Group 1 - The company has successfully completed the first patient dosing in the IB/II clinical trial of IMM2510 in combination with IMM01 for the treatment of advanced solid tumors, marking a significant milestone in innovative cancer immunotherapy [1] - IMM2510, developed by the company, is a bispecific molecule targeting VEGF and PD-L1, designed to inhibit angiogenesis, reduce tumor size, and enhance immune response sensitivity [1] - The mechanism of IMM2510 includes blocking the PD-L1/PD-1 interaction and inducing antibody-dependent cellular cytotoxicity (ADCC) and phagocytosis (ADCP), activating T cells, natural killer cells, and macrophages [1] Group 2 - The company has entered into a licensing and collaboration agreement with Axion Bio, Inc., granting the company commercialization rights for IMM2510 in Greater China while allowing Axion Bio, Inc. exclusive rights for research, development, and commercialization outside Greater China [2] - The company's core product, IMM01, is the first SIRPα-Fc fusion protein to enter clinical stages in China, designed to activate macrophages by blocking the "don't eat me" signal and delivering the "eat me" signal [3] - IMM01 has received orphan drug designation from the FDA for first-line treatment of CMML in combination with azacitidine, demonstrating its potential in the market [3] - The company holds global intellectual property and commercialization rights for IMM01, with a patent family that includes granted patents in China, the US, Japan, and the EU [3]

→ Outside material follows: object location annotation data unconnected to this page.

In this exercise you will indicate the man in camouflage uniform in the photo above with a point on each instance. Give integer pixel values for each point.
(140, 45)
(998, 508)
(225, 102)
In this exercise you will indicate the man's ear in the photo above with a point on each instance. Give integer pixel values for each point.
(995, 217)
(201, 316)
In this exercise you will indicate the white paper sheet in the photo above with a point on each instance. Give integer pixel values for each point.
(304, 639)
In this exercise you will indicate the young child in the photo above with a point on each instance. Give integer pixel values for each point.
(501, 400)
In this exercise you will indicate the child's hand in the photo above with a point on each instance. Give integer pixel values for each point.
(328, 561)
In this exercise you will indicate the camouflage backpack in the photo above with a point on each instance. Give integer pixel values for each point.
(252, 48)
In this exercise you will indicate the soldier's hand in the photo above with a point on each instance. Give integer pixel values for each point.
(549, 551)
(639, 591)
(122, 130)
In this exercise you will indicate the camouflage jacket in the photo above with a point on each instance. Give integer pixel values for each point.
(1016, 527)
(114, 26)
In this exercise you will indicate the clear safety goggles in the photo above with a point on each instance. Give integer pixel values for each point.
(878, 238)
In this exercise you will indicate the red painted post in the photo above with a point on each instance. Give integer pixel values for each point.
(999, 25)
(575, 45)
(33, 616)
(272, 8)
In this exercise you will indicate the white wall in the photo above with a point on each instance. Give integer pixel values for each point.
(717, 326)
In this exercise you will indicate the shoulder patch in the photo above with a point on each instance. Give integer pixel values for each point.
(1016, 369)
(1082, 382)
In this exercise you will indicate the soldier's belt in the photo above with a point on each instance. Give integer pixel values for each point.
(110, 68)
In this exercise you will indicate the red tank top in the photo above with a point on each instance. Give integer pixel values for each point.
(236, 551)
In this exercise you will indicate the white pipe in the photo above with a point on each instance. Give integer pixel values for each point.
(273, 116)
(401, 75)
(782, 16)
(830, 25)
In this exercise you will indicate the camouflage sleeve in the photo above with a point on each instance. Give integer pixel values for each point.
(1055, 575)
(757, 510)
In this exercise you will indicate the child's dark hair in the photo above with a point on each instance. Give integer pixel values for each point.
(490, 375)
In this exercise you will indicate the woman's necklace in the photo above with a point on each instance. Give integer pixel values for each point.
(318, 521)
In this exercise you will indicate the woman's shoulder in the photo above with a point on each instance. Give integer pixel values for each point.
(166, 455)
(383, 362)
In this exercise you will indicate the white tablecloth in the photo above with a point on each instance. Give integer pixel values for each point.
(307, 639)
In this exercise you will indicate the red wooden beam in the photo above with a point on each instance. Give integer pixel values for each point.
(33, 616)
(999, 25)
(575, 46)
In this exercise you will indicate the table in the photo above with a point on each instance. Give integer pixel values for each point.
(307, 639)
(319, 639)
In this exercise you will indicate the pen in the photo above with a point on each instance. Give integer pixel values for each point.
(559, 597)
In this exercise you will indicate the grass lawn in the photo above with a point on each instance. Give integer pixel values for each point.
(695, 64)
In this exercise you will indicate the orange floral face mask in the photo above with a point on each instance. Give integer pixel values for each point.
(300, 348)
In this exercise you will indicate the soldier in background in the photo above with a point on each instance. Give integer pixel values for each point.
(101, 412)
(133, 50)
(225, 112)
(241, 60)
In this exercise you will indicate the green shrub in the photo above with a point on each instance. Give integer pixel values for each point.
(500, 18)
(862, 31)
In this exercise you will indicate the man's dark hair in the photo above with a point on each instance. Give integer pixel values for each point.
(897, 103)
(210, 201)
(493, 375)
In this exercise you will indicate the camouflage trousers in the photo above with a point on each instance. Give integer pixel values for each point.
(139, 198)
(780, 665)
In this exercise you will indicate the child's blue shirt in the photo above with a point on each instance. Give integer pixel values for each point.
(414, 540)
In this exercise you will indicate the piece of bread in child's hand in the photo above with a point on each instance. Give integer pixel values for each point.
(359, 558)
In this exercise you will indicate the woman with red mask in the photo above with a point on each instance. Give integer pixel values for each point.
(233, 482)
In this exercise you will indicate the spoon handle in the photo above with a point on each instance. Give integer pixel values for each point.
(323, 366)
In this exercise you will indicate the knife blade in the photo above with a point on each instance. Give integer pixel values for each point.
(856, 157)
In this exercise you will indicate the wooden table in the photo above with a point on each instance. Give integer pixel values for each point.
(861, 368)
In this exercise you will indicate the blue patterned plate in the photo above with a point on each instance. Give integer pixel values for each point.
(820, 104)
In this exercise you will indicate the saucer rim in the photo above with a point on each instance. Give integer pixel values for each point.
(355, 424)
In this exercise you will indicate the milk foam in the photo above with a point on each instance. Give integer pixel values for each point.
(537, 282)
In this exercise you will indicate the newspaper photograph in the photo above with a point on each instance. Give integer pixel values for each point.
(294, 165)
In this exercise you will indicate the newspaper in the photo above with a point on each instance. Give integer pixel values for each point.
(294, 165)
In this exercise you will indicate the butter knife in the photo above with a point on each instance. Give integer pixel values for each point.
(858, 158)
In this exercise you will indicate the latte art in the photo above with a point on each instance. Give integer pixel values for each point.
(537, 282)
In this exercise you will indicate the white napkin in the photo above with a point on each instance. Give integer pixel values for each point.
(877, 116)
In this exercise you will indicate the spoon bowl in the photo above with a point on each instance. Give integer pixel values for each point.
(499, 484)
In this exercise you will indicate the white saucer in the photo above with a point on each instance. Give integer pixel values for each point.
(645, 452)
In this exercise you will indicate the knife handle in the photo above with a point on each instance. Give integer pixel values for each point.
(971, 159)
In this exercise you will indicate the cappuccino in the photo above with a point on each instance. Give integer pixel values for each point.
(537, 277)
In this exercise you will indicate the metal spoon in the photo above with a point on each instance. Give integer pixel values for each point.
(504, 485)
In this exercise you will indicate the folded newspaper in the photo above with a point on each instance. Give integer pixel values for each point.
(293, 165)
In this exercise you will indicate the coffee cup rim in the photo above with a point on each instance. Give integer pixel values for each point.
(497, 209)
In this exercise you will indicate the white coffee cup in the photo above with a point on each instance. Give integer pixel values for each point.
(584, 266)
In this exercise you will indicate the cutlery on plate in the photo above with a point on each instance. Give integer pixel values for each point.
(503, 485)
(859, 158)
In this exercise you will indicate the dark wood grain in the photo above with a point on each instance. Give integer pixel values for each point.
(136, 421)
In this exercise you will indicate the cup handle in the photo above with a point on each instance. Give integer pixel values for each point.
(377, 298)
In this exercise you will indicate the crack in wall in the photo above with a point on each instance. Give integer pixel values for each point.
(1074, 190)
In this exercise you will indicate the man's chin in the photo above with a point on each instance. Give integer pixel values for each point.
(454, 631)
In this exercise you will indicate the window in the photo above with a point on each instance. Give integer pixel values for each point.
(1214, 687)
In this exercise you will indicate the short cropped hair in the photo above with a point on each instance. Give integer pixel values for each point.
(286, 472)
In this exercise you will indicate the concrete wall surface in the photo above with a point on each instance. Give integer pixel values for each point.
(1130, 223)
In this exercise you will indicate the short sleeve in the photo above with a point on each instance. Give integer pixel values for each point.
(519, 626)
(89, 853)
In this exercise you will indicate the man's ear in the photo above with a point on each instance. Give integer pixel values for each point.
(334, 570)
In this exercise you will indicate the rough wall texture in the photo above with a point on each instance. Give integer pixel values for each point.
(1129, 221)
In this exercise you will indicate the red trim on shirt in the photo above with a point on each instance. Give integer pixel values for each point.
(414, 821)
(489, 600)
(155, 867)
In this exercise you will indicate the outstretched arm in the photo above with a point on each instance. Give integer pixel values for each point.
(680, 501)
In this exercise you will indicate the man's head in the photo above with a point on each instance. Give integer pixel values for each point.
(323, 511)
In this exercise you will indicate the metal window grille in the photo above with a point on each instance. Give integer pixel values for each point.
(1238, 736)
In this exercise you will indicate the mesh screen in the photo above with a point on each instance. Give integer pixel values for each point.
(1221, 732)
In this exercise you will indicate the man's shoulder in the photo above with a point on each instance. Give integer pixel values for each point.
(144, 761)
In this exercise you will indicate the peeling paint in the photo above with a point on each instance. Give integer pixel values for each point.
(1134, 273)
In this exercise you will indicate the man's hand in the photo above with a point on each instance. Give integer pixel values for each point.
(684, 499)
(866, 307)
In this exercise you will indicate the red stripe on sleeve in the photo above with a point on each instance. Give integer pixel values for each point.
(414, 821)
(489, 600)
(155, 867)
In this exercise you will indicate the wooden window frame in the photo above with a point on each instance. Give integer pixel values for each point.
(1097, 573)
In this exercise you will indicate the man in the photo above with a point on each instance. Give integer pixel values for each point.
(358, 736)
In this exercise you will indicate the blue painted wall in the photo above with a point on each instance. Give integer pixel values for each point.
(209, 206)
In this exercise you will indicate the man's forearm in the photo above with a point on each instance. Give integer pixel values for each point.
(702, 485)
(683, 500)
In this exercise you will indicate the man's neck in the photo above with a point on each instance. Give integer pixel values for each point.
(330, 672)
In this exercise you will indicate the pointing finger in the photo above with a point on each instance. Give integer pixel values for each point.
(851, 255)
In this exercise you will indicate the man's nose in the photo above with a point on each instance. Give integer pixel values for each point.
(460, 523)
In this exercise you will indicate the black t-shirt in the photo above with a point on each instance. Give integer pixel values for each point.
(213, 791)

Group 1 - Company has successfully completed the first patient dosing in the Phase IB/II clinical trial of IMM2510 in combination with IMM01 for the treatment of advanced solid tumors, marking a significant milestone in the field of innovative cancer immunotherapy [1] - IMM2510 (Perivalephap α) is a proprietary dual-specific molecule targeting Vascular Endothelial Growth Factor (VEGF) and Programmed Cell Death Ligand 1 (PD-L1), designed to inhibit angiogenesis, reduce tumor size, and enhance tumor cell sensitivity to immune responses [1] - The mechanism of IMM2510 includes blocking the PD-L1/Programmed Cell Death Protein 1 (PD-1) interaction and inducing Fc-mediated Antibody-Dependent Cellular Cytotoxicity (ADCC) and Antibody-Dependent Cellular Phagocytosis (ADCP) to activate T cells, natural killer cells, and macrophages [1] Group 2 - The company has entered into a licensing and collaboration agreement with Axion Bio, Inc., granting the company commercialization rights for IMM2510 in Greater China while allowing Axion Bio, Inc. exclusive rights for research, development, and commercialization outside Greater China [2] - The core product IMM01 (Tidapepac) is an innovative molecule targeting CD47, recognized as the first SIRPα-Fc fusion protein to enter clinical stages in China, demonstrating a dual mechanism to activate macrophages [3] - IMM01 has received orphan drug designation from the U.S. Food and Drug Administration (FDA) for first-line treatment of Chronic Myelomonocytic Leukemia (CMML) in combination with Azacitidine, showcasing its potential in the market [3] - The company holds global intellectual property and commercialization rights for IMM01, with a patent family that includes granted patents in China, the United States, Japan, and the European Union [3]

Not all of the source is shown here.